Sonriendo le di un trago a mi negroni, brindado en secreto por esa actitud envuelta en una atmósfera de amor sin miedo al éxito, aquella que les da la seguridad de aventarse al vacío en medio del restaurante y decir semejante frase en la mesa, similar a un golazo de chilena. Solamente los amorosos, como decía Sabines, no le temen a nada, ni a lo que digas ni pienses de ellos. No te temen a ti, miserable lector de memes mañaneros. Mucho menos a mí, columnista novato de viajes. Lo que es una realidad es que saberse amado te brinda un super poder muy al estilo de Punch Drunk Love que te lleva a viajar a lugares recónditos —en este caso a la península de Yucatán—, frente a la playa más solitaria, con un mar hermoso, con un color verde extraordinario, su calor especialmente húmedo que detiene el tiempo en el único restaurante en kilómetros. Y es ahí donde se encuentran los dos frente a una botella de Prosecco helada y entonces sientes la necesidad estar más a solas, mueves la mano llamando al mesero, le das las gracias y firmas el 20 por ciento de propina sin titubear.
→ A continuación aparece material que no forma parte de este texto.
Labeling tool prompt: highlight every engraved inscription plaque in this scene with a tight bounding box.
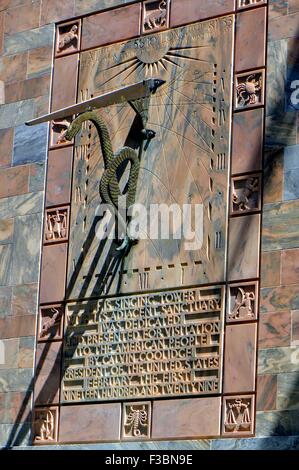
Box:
[67,16,234,300]
[62,287,224,402]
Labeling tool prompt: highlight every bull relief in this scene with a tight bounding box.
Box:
[27,16,234,410]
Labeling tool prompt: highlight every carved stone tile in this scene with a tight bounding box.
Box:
[142,0,170,33]
[237,0,267,10]
[34,342,62,405]
[223,323,257,394]
[235,8,267,72]
[46,147,73,207]
[68,18,233,298]
[51,54,79,111]
[122,402,152,441]
[226,282,258,323]
[222,395,254,437]
[231,175,261,215]
[59,403,121,443]
[232,109,264,175]
[235,70,265,110]
[50,118,71,148]
[44,206,69,243]
[55,20,81,56]
[38,304,64,341]
[152,397,221,439]
[33,406,59,444]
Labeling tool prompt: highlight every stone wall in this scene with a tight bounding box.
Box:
[0,0,299,449]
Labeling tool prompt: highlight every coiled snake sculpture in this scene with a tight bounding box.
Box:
[63,111,140,251]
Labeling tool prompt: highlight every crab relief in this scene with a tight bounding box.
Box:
[237,73,263,107]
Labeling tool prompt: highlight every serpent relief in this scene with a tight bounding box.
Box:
[60,79,164,253]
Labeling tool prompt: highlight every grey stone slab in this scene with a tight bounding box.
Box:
[262,200,299,251]
[266,39,288,116]
[283,168,299,201]
[0,244,12,286]
[0,191,44,219]
[0,286,12,318]
[0,338,20,370]
[0,219,14,245]
[4,24,55,55]
[0,99,35,129]
[256,410,299,437]
[29,163,46,192]
[277,371,299,410]
[211,436,299,450]
[0,423,31,448]
[15,440,210,451]
[12,214,42,285]
[13,122,49,165]
[0,369,33,392]
[284,145,299,171]
[75,0,132,16]
[258,347,299,375]
[265,113,297,148]
[20,336,36,349]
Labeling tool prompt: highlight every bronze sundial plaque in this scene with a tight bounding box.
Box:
[62,16,233,402]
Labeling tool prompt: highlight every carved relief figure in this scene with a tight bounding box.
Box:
[237,73,262,106]
[52,119,70,145]
[229,287,255,320]
[35,410,55,441]
[58,24,79,52]
[144,0,167,31]
[233,178,259,211]
[224,398,251,432]
[125,405,149,437]
[40,308,61,338]
[45,209,67,241]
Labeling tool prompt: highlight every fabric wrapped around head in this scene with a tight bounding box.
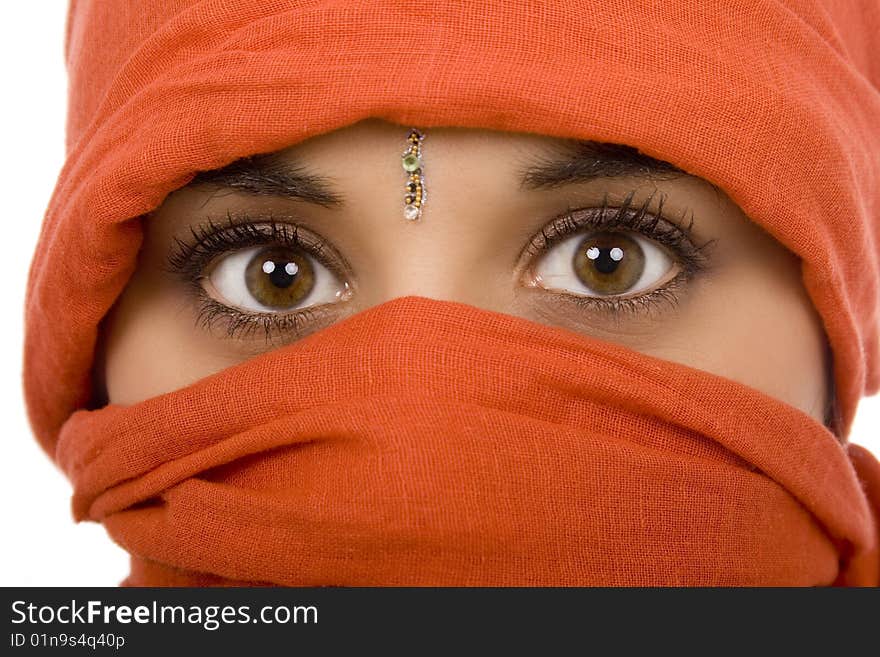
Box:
[24,0,880,585]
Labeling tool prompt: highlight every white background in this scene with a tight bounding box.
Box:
[0,0,880,586]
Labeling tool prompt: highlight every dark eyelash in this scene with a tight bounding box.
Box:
[524,191,717,317]
[165,212,348,342]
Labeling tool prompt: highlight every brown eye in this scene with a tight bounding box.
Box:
[244,246,315,310]
[534,230,678,297]
[572,231,645,294]
[203,245,348,313]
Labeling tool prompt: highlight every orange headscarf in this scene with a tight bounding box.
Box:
[24,0,880,585]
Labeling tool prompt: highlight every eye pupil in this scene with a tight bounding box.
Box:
[572,231,645,294]
[262,260,299,287]
[245,247,315,309]
[587,246,623,274]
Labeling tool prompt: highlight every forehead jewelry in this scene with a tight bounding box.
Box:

Me gustaría irme nuevamente de luna de miel. Les confieso que es la segunda vez que lo pienso, y no estoy tomando negroni. Esta vez sería otro lugar distinto a Marruecos. Sin embargo, es curioso que le demos tanta importancia al lugar donde vayamos para estar juntos con esa persona, como si fuera la última escapada de tu vida, o el hecho de seleccionar el destino como si ese personaje fuera una tercera fuerza de acción para soplarle al fuego mientras nos fundimos compartiendo un tajine con un té de hierbabuena caliente.
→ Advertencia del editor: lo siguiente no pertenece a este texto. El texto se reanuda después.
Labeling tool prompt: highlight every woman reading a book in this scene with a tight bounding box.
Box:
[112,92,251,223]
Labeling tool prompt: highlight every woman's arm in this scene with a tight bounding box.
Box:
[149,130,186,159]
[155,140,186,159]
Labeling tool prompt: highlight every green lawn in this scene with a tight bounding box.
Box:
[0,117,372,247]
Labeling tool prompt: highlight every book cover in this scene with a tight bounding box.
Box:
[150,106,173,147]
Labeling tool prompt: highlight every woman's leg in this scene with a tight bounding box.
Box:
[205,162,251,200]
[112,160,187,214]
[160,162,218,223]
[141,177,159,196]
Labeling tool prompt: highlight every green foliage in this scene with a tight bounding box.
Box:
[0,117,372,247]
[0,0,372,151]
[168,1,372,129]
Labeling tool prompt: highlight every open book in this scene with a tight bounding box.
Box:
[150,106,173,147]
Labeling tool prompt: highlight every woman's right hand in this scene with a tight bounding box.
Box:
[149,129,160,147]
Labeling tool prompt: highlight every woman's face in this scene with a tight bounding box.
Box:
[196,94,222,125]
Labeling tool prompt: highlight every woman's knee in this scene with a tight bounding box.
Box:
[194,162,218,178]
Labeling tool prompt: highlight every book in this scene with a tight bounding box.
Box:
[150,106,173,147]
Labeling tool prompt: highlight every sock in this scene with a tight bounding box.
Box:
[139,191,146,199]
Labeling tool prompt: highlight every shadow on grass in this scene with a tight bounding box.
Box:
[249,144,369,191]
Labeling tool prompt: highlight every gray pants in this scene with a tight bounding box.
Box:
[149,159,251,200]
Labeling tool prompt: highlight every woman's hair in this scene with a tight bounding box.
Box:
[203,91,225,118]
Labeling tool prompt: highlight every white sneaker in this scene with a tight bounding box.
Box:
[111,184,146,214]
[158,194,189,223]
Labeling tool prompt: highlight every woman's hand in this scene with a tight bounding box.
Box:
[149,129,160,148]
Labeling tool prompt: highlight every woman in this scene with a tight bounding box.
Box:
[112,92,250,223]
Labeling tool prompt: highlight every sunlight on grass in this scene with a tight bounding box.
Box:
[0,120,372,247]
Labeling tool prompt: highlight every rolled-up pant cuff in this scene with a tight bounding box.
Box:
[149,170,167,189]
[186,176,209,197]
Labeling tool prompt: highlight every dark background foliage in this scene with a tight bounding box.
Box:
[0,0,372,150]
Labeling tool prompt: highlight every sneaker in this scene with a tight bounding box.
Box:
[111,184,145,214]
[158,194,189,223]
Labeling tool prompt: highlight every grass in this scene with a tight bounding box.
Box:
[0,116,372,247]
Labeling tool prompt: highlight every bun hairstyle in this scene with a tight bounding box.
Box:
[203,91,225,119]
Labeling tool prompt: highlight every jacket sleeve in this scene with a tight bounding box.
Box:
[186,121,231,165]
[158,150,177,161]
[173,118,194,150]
¿Es acaso el destino el que se vuelve tan importante en realidad, o es un pretexto para perder el control y caer sumisos frente al romanticismo?
Sería mejor pensarlo menos y decir en caliente: “¿Qué tal si nos vamos a Japón?”. Qué romántico se escucha, tanto que ya me dieron ganas de emborracharme de amor, sin tardarte mas de cinco minutos en decidir dónde comer, sin pedir recomendaciones, sin pensarlo, sin fotos de comida. Porque detrás de la puerta están todos esperando ver algo de tu viaje, una pista, una locación taggeada, pero tú te mantienes fiel a subir algo tarde, porque es más importante el restaurante japonés con una mesa llena de platillos, con una simpleza inigualable, perfectamente presentados, rodeados de paredes de madera, y llega tu mesero y te pregunta algo. No entiendes nada. Respondes en inglés y tampoco. Comienzan las señas y se prolonga la plática. Llevas 4 minutos intentando saber qué quiere decirte. Y tu pareja espera, quiere darle un bocado a ese platillo pero te espera hasta que se va el mesero. Y espera... espera porque el tiempo sobra, espera porque busca fundirse en tu mirada para decir: “provechito”.
Si es acaso que el destino es fundamental para ti, pregúntate qué buscas en ese lugar que pueda sazonar tu vida, acercándote a tu sabor preferido, y así enamorado, lanzarte al vacío.